О Воеводине я не думал. Я хорошо помнил, как он вышел вместе со мной и вошел вместе со мной.
Я ломал голову над этим, потом успокаивал себя: мол, все это не так уж и важно, а важно другое - был Казанцев, и этот парень сделал дело, которое помогло нам жить, когда мы были там, возле Невы. Так я думал много лет и совсем забывал о Кошкине, об этом плосколицем человеке с маленькими пугливыми глазками, набрякшими синими мешками под ними и больным сердцем. А ведь это он протянул свою пайку на шершавой ладони. Вот это-то я видел своими глазами, видел, как он достал ее из кармана, завернутую в тряпицу, чтобы не потерять ни одной крохи, стремительно развернул, кинул хлеб на ладонь и понес его навстречу озверевшему Шустову. Он знал, как и все мы: пайка - это так свято, что в эту секунду никакой пощады Казанцеву не будет, даже если правота на его стороне, потому что никто эту правоту разбирать не станет. Кошкин знал только одно: "Убить зверя, рожденного в человеке. Убить!" Он сделал это просто, потому что. иначе не умел.
"Искать не умеешь, сопляк".
А я забывал об этом, размышляя лишь об одном: "Кто?" Я и сейчас не могу найти на это ответа. Слишком много лет прошло. Но как я мог забыть про Кошкина?!
24
Мы шли через город, через сгущавшуюся синеву мороза, мимо цоколей домов, покрытых густой солью инея, мы шли к Неве, где были окопы и где была война.

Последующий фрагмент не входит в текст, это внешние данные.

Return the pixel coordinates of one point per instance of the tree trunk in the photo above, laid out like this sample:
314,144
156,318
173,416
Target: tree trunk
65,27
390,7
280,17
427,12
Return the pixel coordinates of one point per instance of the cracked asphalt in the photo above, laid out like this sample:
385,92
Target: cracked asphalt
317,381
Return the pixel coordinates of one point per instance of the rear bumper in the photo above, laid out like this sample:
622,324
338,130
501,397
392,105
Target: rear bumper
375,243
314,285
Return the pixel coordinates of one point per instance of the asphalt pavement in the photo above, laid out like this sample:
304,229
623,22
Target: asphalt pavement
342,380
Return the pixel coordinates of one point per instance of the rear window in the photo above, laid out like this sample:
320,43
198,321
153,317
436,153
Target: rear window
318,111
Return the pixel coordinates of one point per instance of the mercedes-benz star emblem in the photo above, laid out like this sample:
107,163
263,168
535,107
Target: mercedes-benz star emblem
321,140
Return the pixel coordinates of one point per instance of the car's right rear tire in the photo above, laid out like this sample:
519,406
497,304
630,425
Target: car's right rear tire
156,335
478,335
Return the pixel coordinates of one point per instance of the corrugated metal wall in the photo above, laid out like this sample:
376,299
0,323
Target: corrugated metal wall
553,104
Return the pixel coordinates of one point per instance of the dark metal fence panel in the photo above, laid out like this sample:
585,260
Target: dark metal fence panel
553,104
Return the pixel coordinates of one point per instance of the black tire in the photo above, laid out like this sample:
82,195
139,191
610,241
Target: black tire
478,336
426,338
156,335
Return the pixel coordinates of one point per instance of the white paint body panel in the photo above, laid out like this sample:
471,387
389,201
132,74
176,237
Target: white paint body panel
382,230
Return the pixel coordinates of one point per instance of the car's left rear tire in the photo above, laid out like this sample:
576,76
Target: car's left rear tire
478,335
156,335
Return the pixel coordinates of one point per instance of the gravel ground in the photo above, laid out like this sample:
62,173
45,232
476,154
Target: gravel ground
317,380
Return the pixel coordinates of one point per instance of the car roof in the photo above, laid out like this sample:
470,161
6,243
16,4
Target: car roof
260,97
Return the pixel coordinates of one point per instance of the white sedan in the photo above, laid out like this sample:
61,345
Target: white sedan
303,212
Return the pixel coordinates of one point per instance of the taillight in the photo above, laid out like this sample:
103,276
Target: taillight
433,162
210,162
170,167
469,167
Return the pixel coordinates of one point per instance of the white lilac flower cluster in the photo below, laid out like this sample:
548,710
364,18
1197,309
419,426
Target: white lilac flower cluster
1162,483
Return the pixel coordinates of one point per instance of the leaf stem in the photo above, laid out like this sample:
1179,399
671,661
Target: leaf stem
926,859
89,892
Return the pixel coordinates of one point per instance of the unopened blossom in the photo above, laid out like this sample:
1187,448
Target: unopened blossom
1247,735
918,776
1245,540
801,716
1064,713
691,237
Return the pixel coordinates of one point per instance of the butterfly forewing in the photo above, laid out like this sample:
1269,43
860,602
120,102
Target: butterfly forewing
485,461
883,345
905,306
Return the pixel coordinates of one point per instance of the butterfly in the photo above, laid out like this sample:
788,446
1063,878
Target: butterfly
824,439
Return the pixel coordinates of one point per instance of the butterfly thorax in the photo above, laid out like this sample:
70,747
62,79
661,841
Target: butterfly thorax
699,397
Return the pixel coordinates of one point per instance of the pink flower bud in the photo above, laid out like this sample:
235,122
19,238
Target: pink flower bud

Так мы и идем до сих пор. Я навечно приговорен к этому городу. Здесь началась и кончилась моя юность. Но она начинается вновь, когда наступают белые ночи, стоят у домов в бессонном карауле, лишив все предметы теней. Тогда-то, зная заранее, чем это грозит, я сажусь в поезд, еду в Ленинград. Мне нужно пять дней отдыха от текущих рабочих дел. всего пять дней и пять белых ночей, чтобы вновь увидеть сон, где есть мраморные цоколи домов, покрытые крупным инеем, и отпечатки ладоней на них, чтобы пережить все с самого начала.
Так каждую весну снова начинается моя юность.